You should set min_exp as the point where the noise drops (in the low
value regime). The estimation is easier when you have replicates. (for example, with affymetrix chips
we usually work with min_exp=4 (in log2 space)).

Q5: What are the meaning of
the "sig" values that are printed as the
"quantify_pathways_deregulation" function
is running?

A: It is a measure of score stability for sampling noise. the Pathifier simply repeats the
algorithm several times on random subsets of the samples, and then calculates
the standard deviation of the scores each sample got. ’sig’ (short for sigma)
is just the average standard deviation. This is not officially an output of the
algorithm and on a regular use it is not supposed to
be taken into consideration. It was mainly used for
debugging purposes, but it has been left it in the log since if someone wants
to look deeply into one pathway, especially one where a few metagenes
were removed to reduce noise, this might be useful.

Q6: Does the Pathifier
perform normalization?

A: The normalization is
already done within Pathifier. The
normalization is based on the standard deviation
across the normal samples only. If you have a very few normal samples (say, 3
or less) you might need to increase their number, or define more samples as 'normals'. However, note that the Pathifier
does not perform gene filtering; this should be done by the user (e.g. by gene
variance).

Q7: Are the data on colorectal
cancer used in this study are available?

A: The expression data is
published at the GEO repository, accession number GSE41258.

Q8: In your paper, it is said
that a PDS can be negative, which means that a pathway is deregulated in a
different direction than a PDS with a positive value. However, the PDS output
from the Pathifier seem to be normalized between 0 and 1. So how can one know which pathways have negative
PDS, that is, are deregulated in a different
direction?

A: In the Pathifier
recent version, the PDS are normalized between 0 and
1. In this version, the PDS of the normal samples can be somewhere between 0 and 1. So the closer to 1, the
more deregulated the pathway is. However, if the normal samples have PDS larger
than 0, then values which are close to 0 are also
deregulated but in the opposite direction. For example, if the PDS of the
normal samples is about 0 (beginning of the curve),
then the higher is the PDS, the more deregulated is the pathway (in this case
PDS = 1 is the maximal deregulation in the end of the curve).
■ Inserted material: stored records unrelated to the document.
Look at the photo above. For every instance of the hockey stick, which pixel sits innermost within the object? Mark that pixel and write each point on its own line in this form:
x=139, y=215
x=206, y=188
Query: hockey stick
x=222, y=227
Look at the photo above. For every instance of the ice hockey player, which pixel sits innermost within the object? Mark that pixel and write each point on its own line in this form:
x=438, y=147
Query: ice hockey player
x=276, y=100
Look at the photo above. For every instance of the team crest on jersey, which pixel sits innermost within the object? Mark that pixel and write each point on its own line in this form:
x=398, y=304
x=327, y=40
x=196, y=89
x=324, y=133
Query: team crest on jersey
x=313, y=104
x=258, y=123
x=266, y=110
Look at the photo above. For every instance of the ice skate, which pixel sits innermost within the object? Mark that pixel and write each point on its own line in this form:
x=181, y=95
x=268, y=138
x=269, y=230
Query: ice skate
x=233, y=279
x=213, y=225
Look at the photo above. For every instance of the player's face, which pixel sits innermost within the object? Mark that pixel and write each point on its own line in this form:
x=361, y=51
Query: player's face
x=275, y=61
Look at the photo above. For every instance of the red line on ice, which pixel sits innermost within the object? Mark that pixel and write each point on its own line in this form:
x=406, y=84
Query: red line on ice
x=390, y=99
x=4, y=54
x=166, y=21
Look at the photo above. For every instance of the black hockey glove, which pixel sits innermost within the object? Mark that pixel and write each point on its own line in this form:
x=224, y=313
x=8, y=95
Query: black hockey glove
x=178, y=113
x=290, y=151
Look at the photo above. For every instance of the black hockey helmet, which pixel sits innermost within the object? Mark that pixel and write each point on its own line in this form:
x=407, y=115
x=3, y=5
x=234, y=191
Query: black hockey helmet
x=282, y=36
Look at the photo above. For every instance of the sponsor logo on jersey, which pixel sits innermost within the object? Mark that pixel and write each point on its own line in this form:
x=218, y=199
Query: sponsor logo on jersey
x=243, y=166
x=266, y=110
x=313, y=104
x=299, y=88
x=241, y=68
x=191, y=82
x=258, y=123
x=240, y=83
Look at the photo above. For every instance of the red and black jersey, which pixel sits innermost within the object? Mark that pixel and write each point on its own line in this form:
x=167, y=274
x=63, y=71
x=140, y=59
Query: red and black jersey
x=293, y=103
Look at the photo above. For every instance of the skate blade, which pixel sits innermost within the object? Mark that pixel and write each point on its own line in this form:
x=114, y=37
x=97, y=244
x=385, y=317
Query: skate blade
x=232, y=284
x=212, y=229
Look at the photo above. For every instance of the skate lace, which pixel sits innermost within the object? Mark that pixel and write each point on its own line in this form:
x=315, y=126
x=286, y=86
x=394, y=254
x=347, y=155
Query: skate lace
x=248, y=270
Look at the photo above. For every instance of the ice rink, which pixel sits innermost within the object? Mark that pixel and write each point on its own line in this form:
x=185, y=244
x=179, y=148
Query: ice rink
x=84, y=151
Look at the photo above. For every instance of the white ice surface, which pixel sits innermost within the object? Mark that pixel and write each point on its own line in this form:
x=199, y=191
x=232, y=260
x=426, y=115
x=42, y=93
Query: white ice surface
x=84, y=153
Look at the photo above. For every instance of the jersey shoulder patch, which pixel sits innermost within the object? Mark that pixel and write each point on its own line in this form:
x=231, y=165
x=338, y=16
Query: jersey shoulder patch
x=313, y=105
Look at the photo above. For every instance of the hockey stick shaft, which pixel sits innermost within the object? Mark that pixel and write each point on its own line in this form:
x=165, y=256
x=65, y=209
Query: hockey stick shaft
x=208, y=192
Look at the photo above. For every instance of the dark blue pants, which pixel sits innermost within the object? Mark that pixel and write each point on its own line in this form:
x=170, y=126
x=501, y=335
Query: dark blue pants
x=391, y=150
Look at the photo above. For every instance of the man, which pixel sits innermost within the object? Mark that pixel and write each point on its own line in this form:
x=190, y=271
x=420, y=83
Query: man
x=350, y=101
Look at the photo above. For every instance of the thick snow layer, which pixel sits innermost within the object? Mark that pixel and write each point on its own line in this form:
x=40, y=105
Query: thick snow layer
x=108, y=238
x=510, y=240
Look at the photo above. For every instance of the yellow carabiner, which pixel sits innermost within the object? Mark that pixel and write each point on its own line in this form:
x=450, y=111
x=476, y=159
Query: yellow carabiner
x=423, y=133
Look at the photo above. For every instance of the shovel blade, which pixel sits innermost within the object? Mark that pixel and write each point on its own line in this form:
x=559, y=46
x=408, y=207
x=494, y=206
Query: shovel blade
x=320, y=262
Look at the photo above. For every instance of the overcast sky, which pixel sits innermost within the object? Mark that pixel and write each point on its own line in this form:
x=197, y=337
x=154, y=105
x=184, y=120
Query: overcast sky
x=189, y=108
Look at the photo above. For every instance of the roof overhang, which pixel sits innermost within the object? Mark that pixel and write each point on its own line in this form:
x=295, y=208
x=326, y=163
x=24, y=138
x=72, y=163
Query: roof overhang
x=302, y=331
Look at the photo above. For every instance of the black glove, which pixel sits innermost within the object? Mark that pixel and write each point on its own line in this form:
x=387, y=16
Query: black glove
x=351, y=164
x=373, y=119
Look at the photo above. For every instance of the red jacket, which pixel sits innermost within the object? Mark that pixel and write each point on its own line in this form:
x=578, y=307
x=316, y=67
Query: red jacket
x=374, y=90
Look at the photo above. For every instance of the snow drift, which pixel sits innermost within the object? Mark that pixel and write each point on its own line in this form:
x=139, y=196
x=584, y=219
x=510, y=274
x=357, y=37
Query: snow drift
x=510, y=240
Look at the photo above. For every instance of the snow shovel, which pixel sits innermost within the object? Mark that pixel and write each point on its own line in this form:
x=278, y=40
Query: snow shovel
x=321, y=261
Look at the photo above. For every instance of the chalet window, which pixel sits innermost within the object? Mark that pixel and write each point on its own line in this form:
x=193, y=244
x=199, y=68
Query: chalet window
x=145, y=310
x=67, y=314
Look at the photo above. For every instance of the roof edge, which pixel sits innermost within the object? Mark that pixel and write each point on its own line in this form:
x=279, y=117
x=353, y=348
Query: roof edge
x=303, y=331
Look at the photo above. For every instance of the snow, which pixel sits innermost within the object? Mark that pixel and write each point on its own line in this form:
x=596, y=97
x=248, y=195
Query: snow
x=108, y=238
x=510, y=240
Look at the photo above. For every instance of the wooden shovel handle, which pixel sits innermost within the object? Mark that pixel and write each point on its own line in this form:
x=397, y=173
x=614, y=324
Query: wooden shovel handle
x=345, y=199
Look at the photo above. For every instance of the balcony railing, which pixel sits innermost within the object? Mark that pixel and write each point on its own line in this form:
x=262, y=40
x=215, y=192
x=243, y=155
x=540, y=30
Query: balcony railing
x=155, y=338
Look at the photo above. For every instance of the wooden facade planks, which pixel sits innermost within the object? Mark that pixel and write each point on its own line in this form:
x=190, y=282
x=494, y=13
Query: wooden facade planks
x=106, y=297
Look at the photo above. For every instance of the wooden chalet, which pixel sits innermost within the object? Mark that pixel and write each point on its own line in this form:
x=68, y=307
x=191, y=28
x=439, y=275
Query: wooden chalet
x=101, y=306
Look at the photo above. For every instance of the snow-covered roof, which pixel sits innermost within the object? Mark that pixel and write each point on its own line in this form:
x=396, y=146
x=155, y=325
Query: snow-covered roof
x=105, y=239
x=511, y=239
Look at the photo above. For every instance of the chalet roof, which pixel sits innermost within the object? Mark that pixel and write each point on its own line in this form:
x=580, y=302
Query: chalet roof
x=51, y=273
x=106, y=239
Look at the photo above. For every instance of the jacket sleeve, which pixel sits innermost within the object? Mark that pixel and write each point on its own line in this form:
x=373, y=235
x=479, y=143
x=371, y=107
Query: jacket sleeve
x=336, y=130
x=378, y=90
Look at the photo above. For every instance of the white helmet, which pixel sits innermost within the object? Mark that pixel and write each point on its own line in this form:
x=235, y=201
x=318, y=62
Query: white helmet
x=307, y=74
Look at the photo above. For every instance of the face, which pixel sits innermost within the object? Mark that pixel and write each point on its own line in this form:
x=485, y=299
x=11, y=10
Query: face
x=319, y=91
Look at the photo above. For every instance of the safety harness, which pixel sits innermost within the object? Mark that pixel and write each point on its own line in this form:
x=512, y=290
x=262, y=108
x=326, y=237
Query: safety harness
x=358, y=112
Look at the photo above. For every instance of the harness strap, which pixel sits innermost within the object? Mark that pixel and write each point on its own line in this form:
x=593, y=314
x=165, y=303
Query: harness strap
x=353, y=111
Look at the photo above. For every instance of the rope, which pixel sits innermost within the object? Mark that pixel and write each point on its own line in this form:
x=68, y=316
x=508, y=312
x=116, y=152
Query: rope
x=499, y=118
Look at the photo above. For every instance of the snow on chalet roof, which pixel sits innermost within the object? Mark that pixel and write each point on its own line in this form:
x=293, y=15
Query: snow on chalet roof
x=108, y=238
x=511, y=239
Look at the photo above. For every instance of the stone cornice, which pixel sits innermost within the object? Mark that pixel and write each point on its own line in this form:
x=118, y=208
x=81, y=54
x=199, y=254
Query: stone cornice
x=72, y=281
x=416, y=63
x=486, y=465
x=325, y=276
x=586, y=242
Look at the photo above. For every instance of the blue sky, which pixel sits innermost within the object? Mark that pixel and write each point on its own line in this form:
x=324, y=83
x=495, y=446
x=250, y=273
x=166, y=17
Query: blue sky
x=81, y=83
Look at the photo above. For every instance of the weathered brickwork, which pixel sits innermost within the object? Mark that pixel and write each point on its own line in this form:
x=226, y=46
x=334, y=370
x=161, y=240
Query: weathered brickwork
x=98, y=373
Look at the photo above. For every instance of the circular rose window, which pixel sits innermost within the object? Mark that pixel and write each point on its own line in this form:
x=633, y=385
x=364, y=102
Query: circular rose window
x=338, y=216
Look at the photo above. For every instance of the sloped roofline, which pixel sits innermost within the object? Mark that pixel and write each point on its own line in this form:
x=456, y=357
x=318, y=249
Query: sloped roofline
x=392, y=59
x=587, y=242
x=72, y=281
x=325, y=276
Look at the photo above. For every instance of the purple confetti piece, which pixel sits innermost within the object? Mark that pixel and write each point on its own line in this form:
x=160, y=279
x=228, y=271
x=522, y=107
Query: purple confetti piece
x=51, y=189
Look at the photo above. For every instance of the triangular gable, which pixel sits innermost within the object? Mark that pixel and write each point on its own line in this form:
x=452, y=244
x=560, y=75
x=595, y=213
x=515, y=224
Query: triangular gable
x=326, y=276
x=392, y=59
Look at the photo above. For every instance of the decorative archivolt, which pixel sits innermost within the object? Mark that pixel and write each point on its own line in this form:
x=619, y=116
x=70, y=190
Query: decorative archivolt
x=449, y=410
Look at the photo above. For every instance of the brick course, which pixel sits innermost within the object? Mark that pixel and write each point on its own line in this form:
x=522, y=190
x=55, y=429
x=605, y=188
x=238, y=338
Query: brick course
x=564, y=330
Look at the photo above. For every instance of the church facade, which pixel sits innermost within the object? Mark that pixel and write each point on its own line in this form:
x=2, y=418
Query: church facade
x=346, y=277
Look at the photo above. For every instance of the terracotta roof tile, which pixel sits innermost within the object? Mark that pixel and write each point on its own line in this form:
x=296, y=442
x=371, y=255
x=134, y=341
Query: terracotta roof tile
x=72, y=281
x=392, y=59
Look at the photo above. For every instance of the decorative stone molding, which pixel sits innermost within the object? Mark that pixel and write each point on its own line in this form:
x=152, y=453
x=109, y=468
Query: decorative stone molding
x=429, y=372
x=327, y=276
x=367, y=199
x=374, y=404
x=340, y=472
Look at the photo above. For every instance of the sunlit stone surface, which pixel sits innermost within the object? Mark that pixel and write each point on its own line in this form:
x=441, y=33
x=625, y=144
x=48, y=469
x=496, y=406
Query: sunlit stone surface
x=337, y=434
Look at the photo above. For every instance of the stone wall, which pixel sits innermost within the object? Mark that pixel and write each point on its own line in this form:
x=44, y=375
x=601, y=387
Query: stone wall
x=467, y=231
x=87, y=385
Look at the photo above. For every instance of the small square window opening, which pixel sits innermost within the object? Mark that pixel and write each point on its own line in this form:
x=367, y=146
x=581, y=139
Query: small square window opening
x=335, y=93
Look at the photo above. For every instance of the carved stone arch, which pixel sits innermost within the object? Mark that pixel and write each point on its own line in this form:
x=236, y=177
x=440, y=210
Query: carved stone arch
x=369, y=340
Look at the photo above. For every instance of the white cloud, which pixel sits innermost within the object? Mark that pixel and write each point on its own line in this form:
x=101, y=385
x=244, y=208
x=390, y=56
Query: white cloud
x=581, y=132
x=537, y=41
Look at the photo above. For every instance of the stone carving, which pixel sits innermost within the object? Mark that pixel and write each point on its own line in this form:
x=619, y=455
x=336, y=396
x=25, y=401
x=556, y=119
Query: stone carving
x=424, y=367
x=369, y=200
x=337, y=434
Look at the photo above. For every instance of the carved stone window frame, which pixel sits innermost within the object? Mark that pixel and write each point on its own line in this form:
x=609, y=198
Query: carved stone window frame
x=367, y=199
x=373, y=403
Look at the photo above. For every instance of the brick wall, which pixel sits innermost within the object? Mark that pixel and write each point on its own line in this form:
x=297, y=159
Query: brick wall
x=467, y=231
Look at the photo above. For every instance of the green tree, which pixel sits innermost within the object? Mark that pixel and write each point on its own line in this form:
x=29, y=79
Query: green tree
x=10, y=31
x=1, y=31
However, in case
that the mean PDS of the normal samples is between 0 and 1 (for example the
mean of the normal PDS is 0.5 – that is, the normal samples are located at
about the middle of the curve), then PDS either close to 0 or 1 are deregulated
but in different directions (0 and 1 stand for the two opposite ends of the curve).

Q9: What are the main benefits of Pathifier?

A: 1) It provides pathway deregulation score per
sample, so in the common case where samples are tumors, you can know which
pathway is deregulated in each tumor, and just which
pathways change overall. 2) It provides a non-linear context specific
dysregulation score - that is, it learns from the data how pathways are
dysregulated in the specific dataset, and scores according to that.